After two decades of increase, the unemployment rates for prime-age males fell in the
1990s to low levels comparable to those of the late 1960s. Using the March Current Population
Survey, Juhn, Murphy, and Topel examine whether trends identified during that period of
rising employment have continued or been reversed in the 1990s. They find that labor market
participation declined in spite of falling unemployment, leaving the overall employment of
prime-age males unchanged between the business cycle peaks of 1988-9 and 1999-2000. They
also find that long jobless spells continue to be important, with average durations of both
unemployment and non-employment rising in the 1990s. These trends reflect both the low real
wages in the 1990s relative to historical standards and the less stringent eligibility rules
governing the disability insurance program. While some trends have continued, the decades-long
rise in wage inequality finally has run its course and actually reversed in the 1990s. The data on
joblessness broadly reflect these changing wage trends, with employment improving the most for
the least skilled group.
Card and Shore-Sheppard exploit the discrete nature of the eligibility criteria for two
major federal expansions of Medicaid to discern the effects of the expansions on Medicaid
coverage, overall health insurance coverage, and coverage by private and other non-Medicaid
sources. Using data from the Survey of Income and Program Participation, the authors examine
the "133 percent" program, which covered children under the age of six in families with incomes
up to 133 percent of the poverty line, and the "100 percent" program, which covered children in
poor families born after September 30, 1983. Graphical and conventional differences-in-differences methods suggest that the 100 percent program led to a 10 to 15 percentage point rise
in Medicaid coverage among the targeted group, with a small decline in non-Medicaid coverage
and a rise in the incidence of dual coverage. The newly covered group includes children in
families further from the AFDC income cutoffs and closer to the poverty line than the traditional
Medicaid caseload, and includes more children in dual-headed families. By comparison, the
authors are unable to find much evidence that the 133 percent program had any effect on
Medicaid coverage of children in families with incomes from 100 to 133 percent of the poverty
line. This negative finding is confirmed in data from the March Current Population Survey.

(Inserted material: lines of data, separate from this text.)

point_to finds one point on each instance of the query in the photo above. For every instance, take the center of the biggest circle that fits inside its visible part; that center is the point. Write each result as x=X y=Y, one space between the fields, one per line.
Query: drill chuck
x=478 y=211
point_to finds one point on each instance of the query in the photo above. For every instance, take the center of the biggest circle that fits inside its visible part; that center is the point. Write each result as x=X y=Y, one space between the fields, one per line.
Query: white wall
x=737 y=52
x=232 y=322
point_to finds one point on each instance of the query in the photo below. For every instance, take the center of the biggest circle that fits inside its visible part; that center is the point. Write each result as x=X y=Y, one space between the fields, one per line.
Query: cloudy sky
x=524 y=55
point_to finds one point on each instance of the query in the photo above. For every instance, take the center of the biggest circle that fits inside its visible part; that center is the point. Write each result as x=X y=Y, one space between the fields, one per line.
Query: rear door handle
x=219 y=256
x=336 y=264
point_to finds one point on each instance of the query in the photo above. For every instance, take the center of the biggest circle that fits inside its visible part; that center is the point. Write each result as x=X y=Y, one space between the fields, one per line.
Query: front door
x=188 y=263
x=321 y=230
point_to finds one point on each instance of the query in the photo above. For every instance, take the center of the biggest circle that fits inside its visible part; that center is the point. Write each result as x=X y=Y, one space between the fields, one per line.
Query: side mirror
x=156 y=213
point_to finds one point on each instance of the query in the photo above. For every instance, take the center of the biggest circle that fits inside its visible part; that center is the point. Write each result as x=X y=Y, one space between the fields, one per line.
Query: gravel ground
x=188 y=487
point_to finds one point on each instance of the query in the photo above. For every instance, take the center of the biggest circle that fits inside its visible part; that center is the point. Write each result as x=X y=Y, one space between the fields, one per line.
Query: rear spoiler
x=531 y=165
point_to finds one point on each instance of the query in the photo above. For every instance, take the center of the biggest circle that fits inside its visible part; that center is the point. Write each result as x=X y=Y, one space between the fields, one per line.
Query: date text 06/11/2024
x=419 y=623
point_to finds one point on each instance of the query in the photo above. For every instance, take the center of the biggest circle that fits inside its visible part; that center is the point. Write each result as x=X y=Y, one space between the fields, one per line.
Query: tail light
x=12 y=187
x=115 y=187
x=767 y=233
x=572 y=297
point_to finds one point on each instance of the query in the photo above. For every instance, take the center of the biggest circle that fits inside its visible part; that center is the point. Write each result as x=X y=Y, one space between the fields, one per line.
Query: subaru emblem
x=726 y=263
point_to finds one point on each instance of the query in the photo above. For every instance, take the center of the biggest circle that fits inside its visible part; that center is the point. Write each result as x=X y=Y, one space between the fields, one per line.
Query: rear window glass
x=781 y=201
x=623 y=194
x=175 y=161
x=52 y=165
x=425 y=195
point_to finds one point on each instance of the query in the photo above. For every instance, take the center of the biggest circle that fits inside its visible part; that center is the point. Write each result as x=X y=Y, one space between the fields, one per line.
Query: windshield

Krueger and Mas study the effect of labor relations on product quality. They consider
whether a long, contentious strike and the hiring of permanent replacement workers by
Bridgestone/Firestone in the mid-1990s contributed to the production of an excess number of
defective tires. Using several independent data sources, they find that labor strife in the Decatur
plant coincided closely with lower product quality. Their models based on two datasets of tire
failures by plant, year, and age show significantly higher failure rates for tires produced in
Decatur during the labor dispute than before or after the dispute, or than at other plants. Also, an
analysis of internal Firestone engineering tests indicates that P235 tires from Decatur performed
less well if they were manufactured during the labor dispute compared with those produced after
the dispute, or compared with those from other, non-striking plants. Monthly data suggest that
the production of defective tires was particularly high around the time wage concessions were
demanded by Firestone in early 1994 and when large numbers of replacement workers and
permanent workers worked side by side in 1996.